Pada tahun 1970-an, banyak seniman yang melahirkan karya-karya dengan format dan ideologi baru. Tokoh-tokoh tersebut memiliki pemikiran radikal dalam bidang kesenian.
Oleh
Fajar Ramadhan
·3 menit baca
JAKARTA, KOMPAS — Kaum milenial bisa menyumbangkan pemikiran dan tindakan yang menggebrak guna menjawab tantangan zaman. Pemikiran menggebrak tersebut penting untuk membuat lonjakan-lonjakan.
Koordinator Tim Mufakat Budaya Indonesia Radhar Panca Dahana menilai, anak-anak muda Indonesia harus memiliki pemikiran yang radikal. Pemikiran radikal yang dimaksud adalah mampu menggebrak dan out of the box hingga bisa menggerakkan bangsa ke arah yang semakin maju.
”Hal-hal radikal itu adalah motor penggerak dari kehidupan. Kebudayaan muncul karena hal-hal radikal yang diciptakan oleh manusia,” katanya saat menyambangi Redaksi Harian Kompas di Menara Kompas, Jakarta, Kamis (19/12/2019).
Kaum milenial merupakan generasi yang lahir tahun 1980 dan sesudahnya. Radhar mengajak mereka untuk tidak takut mengambil risiko.
Radhar mendorong kaum milenial untuk membuat terobosan yang bermanfaat bagi kemaslahatan bersama. Sejauh hal itu bermanfaat bagi bangsa, mereka harus melakukannya.
Terlebih, generasi muda ini yang akan menanggung beban generasi-generasi sebelumnya sehingga mereka dituntut untuk tangguh. Selain itu, mereka juga harus menaruh perhatian pada isu-isu bangsa agar mampu berkontribusi secara optimal.
”Mereka harus bekerja. Lakukan sesuatu di bidang apa pun. Ada empat hal yang harus dimanfaatkan, yaitu akal, fisik, biologis, dan spiritual,” lanjutnya.
Pemaknaan radikalisme
Radhar mengatakan, pemaknaan kata radikalisme sering kali dikonotasikan sebagai sesuatu yang negatif. Padahal, menurut dia, tidak ada yang salah dengan sikap radikal karena yang salah adalah sikap radikal destruktif dan merugikan orang lain.

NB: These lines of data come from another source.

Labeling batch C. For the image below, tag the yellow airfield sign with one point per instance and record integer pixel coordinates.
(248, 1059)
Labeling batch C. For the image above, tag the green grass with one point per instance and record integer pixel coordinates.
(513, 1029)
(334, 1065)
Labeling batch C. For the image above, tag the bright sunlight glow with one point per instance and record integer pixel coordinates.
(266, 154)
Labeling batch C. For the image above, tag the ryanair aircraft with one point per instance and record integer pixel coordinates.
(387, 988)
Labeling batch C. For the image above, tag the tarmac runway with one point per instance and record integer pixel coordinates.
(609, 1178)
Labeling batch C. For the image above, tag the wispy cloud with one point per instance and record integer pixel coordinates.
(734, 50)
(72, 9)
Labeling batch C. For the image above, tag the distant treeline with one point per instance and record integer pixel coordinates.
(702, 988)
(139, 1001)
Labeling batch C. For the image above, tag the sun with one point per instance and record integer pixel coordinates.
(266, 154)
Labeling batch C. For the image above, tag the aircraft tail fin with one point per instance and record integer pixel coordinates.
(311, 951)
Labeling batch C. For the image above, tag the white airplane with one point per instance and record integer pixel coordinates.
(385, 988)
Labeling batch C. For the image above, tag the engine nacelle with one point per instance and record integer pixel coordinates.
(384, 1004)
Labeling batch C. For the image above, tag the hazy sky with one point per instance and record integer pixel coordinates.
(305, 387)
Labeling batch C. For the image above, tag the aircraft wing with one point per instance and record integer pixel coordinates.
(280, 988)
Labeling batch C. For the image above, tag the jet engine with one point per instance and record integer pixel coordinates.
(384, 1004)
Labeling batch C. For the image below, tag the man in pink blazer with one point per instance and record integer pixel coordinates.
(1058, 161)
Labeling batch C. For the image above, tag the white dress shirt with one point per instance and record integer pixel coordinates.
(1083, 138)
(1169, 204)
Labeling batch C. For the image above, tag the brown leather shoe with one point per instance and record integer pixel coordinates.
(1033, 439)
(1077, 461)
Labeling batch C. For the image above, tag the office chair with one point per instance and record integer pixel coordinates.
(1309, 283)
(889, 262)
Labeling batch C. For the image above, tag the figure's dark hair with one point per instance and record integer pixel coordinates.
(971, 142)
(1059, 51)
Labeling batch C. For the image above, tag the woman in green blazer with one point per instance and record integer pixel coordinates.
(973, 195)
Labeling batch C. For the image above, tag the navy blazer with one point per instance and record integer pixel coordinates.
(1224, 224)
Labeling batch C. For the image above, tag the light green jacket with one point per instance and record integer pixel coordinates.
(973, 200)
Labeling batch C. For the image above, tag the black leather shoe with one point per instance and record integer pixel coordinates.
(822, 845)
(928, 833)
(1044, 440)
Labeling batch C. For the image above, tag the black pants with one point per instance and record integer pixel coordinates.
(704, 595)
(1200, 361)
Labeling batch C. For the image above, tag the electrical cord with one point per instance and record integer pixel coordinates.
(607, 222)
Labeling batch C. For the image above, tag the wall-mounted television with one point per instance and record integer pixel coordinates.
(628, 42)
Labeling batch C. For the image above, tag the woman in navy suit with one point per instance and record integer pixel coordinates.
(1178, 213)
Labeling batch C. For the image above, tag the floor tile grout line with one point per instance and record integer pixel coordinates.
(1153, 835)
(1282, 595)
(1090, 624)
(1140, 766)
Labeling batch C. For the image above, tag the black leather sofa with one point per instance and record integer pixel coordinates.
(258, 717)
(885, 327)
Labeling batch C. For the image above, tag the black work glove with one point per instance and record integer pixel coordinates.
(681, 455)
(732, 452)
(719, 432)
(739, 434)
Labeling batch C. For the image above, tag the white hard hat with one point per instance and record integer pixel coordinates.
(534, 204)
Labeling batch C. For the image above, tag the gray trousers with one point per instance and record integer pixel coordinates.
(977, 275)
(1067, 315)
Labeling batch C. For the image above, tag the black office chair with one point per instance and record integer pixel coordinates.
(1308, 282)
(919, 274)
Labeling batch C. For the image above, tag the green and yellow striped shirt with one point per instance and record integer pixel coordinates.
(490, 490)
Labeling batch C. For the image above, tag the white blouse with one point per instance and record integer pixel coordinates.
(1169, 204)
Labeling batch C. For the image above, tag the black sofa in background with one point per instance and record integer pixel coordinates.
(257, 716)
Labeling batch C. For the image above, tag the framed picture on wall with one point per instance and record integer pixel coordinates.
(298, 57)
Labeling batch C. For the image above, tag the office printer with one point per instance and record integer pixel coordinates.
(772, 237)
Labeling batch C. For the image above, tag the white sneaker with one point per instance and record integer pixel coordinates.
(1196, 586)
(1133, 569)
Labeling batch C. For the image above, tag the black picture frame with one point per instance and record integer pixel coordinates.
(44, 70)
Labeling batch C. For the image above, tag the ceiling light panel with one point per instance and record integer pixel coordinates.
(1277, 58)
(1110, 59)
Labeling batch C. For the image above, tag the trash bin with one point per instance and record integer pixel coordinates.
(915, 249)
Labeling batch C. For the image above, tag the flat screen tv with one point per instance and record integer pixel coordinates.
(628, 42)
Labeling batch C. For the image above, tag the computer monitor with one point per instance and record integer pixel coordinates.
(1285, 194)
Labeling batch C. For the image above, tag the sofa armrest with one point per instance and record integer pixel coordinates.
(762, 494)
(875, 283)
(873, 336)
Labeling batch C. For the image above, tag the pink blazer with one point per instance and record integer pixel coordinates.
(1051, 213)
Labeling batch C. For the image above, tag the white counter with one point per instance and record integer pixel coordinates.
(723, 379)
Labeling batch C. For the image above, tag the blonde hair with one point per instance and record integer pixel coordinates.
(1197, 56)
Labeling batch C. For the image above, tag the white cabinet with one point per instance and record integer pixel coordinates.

Dalam hal ini, radikal tersebut sudah menjelma sebagai kriminalisme, termasuk ekstremisme. Tidak semua orang berpikiran radikal harus dicurigai atau dipasung hak-haknya. Mereka adalah orang-orang kreatif yang berusaha menjawab tantangan.
Radhar menyayangkan, etimologi radikal masih dimaknai beragam di Indonesia. Ia sendiri memiliki pengalaman diserbu satu organisasi kemasyarakatan saat memberikan penghargaan kebudayaan kepada seorang bupati. Langkah bupati yang membangun banyak patung tersebut dianggap tidak sesuai dengan ajaran mereka.
”Pemikiran radikal juga harus dibuktikan dengan sikap yang radikal pula. Orang menciptakan roda karena tindakan radikal mereka terhadap kesulitan masa itu,” ujarnya.
Pemikiran dan tindakan radikal justru mampu menggerakkan lonjakan-lonjakan pengetahuan. Radhar menganggap, orang-orang seperti Issac Newton atau Albert Einstein adalah orang-orang radikal yang menjawab tantangan pada zamannya.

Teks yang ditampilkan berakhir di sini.